Issuers unfamiliar with the implications of the Pricing Guidance run the risk of pricing offerings when such pricing would be prohibited by the TSX or relying on a market price calculation that may not be accepted by the TSX. Either scenario would heighten the risk that the TSX could intervene to require shareholder approval of the offering, a result that would be unfavourable in most circumstances and potentially fatal to the issuer’s ability to complete the offering on a timely basis or at all. In addition, issuers should be mindful that the intention to effect an offering itself, depending on its size and surrounding circumstances, may constitute material undisclosed information for the purposes of the TSX regime, which the TSX could in theory require to be disclosed before the offering is priced.
In 2018, the TSX continued to issue significant policy and practice refinements in staff notices that are adopted without the market consultation or input that would arise in connection with a proposed change to the TSX Manual. As a result, staff notices do not receive the same level of scrutiny and often fail to garner the publicity warranted by the serious nature and implications of the matters they address.
In the Notice, the TSX is attempting to resolve a problem for issuers that wish to increase the share consideration payable for acquisitions for which they have received securityholder approval. By mandating that all issuers disclose to securityholders that they are entitled to issue up to an additional 25% of the securities approved in an acquisition if the consideration increases, the TSX has solved an administrative problem for such issuers. Although this change will undoubtedly benefit these issuers, it is a blunt instrument and may tactically undermine other issuers that prefer to be constrained from increasing the consideration that they are offering. Even issuers that may be willing to increase the consideration payable in a transaction are likely to be unhappy with the TSX’s new mandatory disclosure requirements.
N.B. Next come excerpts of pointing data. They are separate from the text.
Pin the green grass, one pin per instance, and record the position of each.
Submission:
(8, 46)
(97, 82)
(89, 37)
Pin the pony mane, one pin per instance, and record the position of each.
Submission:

In recent years, the TSX has been increasingly attentive to issues relating to the pricing of offerings by companies that possess material non-public information. All issuers considering raising capital, whether by public offering or private placement, need to be aware of (i) the cumulative impact of recent TSX pronouncements relating to the disclosure of material non-public information prior to offerings and (ii) the implications of these pronouncements on the timing of pricing and announcement of such offerings. Heightened scrutiny of these matters may result in unexpected delays or, more seriously, unexpected securityholder approval requirements imposed on issuers by the TSX.